Casual game developer Phil Steinmeyer blogged about his experience with playing cell phone games. If you don’t want to read it I’ll sum it up in one word: “Shitty.” I’ve only played a dozen or so cell phone games but I wholeheartedly agree, but the reason why may be different.
I also came late to mobile phones when earlier this year I snagged a LG VX8100. Hearing Verizon was good for games, I went with them. That was my first mistake. See, “good for games” apparently means “good for people who like to buy a cell phone game, play it for a week, and delete it to make room for another game when they get their next paycheck.” So “good for games” means ‘lots of games’, not ‘a good choice of games.’ Especially considering that I can only order a tiny subset of games that Verizon thinks their customers want, and the list is updated once a quarter. That’s right, four times a year they review their list of available games. Wow. Be still my heart. (I think Greg Costikyan once had an idea on a better way to handle this, but for the life of me I can’t find it on his site.) And maybe I’m wrong for this, but I just can’t get excited over Call of Duty 2 on a cell phone. For the casual video game player, fine whatever, but for a gamer, it’s an offensive experience. Cell phones do not lend themselves well to game design conventions of those games generally thought of as more ‘epic’, for lack of a better word. Plain and simple: cell phones are physically made to play Tetris.
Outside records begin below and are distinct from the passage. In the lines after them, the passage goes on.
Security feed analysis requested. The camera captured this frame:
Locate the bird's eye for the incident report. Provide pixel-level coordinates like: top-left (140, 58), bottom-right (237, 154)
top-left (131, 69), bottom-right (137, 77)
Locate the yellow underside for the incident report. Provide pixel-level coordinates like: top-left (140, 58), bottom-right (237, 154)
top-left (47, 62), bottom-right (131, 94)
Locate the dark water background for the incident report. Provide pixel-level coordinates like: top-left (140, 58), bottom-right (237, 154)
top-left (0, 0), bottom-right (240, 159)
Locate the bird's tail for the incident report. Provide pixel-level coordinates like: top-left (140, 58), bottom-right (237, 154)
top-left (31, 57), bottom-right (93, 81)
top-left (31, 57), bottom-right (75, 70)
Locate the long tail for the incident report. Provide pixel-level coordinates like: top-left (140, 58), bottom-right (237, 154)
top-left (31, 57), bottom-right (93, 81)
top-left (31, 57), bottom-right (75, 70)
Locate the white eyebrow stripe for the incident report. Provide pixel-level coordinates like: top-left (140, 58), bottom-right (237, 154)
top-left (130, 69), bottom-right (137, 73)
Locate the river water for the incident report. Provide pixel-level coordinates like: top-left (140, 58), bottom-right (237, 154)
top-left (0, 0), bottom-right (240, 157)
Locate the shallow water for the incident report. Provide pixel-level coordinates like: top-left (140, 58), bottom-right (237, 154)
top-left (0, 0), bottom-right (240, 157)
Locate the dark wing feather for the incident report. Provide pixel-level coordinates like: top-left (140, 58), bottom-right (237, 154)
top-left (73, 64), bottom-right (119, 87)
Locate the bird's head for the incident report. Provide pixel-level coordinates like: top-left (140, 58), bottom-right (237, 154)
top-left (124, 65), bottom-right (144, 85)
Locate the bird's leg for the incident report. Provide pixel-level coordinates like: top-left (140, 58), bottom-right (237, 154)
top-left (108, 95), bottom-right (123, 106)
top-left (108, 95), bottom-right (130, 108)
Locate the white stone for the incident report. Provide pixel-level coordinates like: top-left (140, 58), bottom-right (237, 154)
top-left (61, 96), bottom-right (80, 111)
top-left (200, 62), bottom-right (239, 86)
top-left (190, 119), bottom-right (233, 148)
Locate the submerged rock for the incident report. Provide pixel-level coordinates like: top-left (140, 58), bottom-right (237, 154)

But it’s not all bad. Some folk are perfectly capable of making games that work well on cell phones. Tetris is the greatest game ever. Jewel Quest/Bejeweled style tile games work fine. But it’s games like Skipping Stone, which was lauded last year for its design, that give me hope. The game consists of simply pressing the ‘OK’ button when the stone falls to the water’s surface, in order to ricochet it back into the air. Not hitting it perfectly results in losing ‘power’, which determines your speed and the height of your bounce. The point is to skip as far as possible. Genius. Diner Dash also ports over from the PC surprisingly well. Think of it as playing a multilayered ‘Whack-A-Mole’ with restaurant seats. The trick is that instead of being either whackable or not-whackable, every ‘mole'(seat) has multiple states: ready to seat (where you sit new customers,) ready to order, eating, ready to pay, and ready to be cleaned. Each seat is assigned a number on the keybpad and the game quickly moves from a tutorial to button-pressing chaos as you try to clean seats for new customers while old ones take forever to eat. (Doesn’t anyone eat at home any more?!)
So, there can be good games on cell phones, but why won’t Mario ever work? Mostly because cell phone designers are dumb. They’ve been working on improving their own mousetrap for so long that they apparently forgot that functionality should determine design, not the other way around. Nokia, for instance, went insane…
Let’s face it, the Nokia N-Gage was just silly. Look at it. It’s like a Game Gear had sex with a cell phone and nine months later the N-Gage was born skateboarding, wearing a backwards baseball cap, drinking a Mountain Dew, and shouting “X-Treeeme!” In fact…
There. Doesn’t it just seem to fit? But I want a good gaming cell phone. Something familiar to me as a gamer. As an example of the future of phones, I look toward my brother’s phone, which is one of those spiffy flip-top phones. Normally it looks like a fine phone, but when you open it, it looks like this:
Now, if we just move the buttons around a little bit…
Presto! A great phone, and a great phone for gaming, and all it takes is a little button rearrangement, maybe two shoulder buttons, and it works so well that I don’t even have to ask for anything else! (Except, of course, the ability to register two directions at once for some games…) Seriously, what person in the R&D department is so out of touch with current trends that they put the d-pad on the right? Give ME their job!